No gods but moderation
A few years ago, I called something “crazy” in a Slack room and was very rapidly pinged, in private, by a moderator, that calling things crazy was ableist and could I please reword. I was shocked – I had never been called out for calling something crazy before, but it made sense! So I reworded it, apologized profusely, and said I would never do it again.
This history of the decline of Something Awful is worth reading, even if you think the website itself is problematic. In short, some ill-intentioned power users led a revolt against moderators, some of whom acted in bad faith and failed to cultivate a sense of camaraderie among forum members. One day, a rule change resulted in the general board devolving into a grim spiral of white supremacy and general hatred.
Mastodon, shocking precisely nobody, has had many challenges with hate as it’s scaled – and too few people are talking about it. BIPOC people are being instantly harassed off the platform – and on Twitter as well. White supremacist Mastodon instances are popping up at an alarming rate. Gray-area yikesy situations have already happened. People are addressing this by favoring good vibes only.
So that’s rough. Let’s check in on Twitter.
The instant you let anything but direct relationship define inclusion in a group of people, you need to worry about questions of moderation. Are you gathering around a common interest? Are you inviting strangers into your home? Are you creating a paid community for people to gather? In any of these situations, norms need to exist, and a way of enforcing these norms needs to happen consistently and at scale.
No public social network can address moderation at scale without significant damage to both the network and its moderators. And no private social structure can exist without moderators being implicated.
Participants are not going to remain particularly patient for you to address questions of moderation. They will experience something bad and then instantly leave. In short, moderate poorly, and you won’t find yourself with much of a community.
Nobody wants to talk about moderation, and yet we all must talk about moderation. We needed to talk about moderation before social media reached its permanent conclusion, and we definitely need to talk about moderation now. Moderation is essential work, because we keep us safe and communities default to evil if they are left to their own devices.
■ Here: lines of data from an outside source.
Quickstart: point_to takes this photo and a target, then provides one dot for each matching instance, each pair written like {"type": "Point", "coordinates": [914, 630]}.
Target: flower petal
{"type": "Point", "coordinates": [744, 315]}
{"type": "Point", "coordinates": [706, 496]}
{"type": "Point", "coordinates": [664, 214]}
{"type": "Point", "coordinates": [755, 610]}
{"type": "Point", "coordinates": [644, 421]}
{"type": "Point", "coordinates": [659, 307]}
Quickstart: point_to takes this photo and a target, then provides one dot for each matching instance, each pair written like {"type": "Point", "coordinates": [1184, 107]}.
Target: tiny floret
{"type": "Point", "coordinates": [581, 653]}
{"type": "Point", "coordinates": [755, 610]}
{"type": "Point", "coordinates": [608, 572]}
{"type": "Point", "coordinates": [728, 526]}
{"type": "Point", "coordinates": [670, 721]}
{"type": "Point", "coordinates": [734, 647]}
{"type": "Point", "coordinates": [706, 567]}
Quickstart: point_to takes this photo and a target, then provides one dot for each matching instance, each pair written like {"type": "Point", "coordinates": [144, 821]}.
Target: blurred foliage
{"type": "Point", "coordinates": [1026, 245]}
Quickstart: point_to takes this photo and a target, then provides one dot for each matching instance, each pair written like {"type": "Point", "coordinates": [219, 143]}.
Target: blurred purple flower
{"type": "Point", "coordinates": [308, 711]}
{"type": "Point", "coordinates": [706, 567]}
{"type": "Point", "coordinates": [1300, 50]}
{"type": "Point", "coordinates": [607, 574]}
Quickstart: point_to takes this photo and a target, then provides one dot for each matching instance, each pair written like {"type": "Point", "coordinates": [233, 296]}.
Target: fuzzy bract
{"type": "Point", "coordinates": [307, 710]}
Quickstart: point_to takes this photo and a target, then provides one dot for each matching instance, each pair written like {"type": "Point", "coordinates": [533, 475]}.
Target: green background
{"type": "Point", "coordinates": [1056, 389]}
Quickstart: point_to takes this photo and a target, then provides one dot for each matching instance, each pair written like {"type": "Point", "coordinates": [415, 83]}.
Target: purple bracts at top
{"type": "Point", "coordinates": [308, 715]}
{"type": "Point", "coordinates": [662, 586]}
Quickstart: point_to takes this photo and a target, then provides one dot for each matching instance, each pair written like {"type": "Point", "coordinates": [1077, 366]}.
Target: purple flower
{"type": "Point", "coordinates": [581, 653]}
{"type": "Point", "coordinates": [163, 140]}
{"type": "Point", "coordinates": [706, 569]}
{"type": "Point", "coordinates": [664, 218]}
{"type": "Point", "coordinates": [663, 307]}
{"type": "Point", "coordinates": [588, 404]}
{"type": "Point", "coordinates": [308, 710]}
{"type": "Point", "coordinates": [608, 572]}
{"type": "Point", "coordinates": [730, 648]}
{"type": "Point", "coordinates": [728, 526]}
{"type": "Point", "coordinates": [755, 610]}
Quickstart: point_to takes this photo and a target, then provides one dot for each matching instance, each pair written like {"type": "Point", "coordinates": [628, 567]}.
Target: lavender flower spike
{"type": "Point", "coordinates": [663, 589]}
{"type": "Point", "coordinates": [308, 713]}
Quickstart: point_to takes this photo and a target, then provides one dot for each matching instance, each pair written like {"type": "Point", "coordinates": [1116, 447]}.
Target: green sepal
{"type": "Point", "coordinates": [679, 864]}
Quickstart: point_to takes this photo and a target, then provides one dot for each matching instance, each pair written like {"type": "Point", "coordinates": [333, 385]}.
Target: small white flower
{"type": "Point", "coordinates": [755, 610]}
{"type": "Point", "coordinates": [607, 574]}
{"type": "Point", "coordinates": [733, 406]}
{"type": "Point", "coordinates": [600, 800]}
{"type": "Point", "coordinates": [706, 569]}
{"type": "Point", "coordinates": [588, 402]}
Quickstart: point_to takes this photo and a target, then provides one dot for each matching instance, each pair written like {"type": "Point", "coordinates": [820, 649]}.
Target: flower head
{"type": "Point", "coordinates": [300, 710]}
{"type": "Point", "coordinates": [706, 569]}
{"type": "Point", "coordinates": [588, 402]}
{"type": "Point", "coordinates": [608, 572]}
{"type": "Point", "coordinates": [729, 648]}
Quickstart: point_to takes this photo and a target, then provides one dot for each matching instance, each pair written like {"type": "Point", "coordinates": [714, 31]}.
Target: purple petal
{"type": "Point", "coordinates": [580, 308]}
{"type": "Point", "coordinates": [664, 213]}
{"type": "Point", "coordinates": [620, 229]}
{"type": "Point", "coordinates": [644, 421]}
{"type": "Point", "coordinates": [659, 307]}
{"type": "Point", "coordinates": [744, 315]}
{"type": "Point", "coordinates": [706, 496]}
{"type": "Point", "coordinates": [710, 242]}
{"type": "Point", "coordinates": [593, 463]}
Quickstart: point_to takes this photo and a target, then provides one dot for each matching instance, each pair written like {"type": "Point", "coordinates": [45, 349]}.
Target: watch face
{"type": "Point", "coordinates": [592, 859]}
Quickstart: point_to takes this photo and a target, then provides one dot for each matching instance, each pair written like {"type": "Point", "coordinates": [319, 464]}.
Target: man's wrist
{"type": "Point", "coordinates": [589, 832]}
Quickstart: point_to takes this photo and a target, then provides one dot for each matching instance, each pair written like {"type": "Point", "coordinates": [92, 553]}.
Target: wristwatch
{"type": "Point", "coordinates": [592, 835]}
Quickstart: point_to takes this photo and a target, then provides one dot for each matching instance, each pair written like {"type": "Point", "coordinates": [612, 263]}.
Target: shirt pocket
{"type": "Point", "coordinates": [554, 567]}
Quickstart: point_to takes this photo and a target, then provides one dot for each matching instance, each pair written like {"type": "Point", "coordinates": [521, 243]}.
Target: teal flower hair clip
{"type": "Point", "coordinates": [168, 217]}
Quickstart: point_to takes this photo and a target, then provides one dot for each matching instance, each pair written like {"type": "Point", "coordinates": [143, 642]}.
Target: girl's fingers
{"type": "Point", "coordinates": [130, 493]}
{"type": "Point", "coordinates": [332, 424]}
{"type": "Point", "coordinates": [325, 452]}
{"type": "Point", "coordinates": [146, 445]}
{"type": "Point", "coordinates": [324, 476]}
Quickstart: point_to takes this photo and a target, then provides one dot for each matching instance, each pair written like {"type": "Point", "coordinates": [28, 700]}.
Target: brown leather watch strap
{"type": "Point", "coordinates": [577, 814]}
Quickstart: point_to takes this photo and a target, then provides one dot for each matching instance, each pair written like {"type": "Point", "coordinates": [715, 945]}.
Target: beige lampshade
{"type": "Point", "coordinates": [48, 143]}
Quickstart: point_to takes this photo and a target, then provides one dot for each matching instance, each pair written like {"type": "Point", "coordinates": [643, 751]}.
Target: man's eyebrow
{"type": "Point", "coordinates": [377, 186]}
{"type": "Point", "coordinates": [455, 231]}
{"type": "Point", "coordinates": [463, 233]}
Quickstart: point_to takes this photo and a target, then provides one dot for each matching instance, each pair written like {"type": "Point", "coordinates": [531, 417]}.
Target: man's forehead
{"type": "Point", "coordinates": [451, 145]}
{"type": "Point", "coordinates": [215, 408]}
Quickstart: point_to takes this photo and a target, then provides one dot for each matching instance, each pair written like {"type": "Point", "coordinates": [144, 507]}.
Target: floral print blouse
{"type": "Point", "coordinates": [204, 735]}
Few people want to be moderators, and for good reason. It is thankless, garbage work that largely harms your standing in a community. I don’t think people are conscious enough about the potential reputational hit that comes from moderation. All members of a community must be protected, including moderators.
In what ways will we be keeping ourselves safe now? In what ways will we be keeping communities small, in order to make the hard work of moderation manageable in the long run? How do we support those who are correctly disengaging from spaces where moderation has disappeared or turned against them? And what comes next for the process of remaining in right relationship to one another?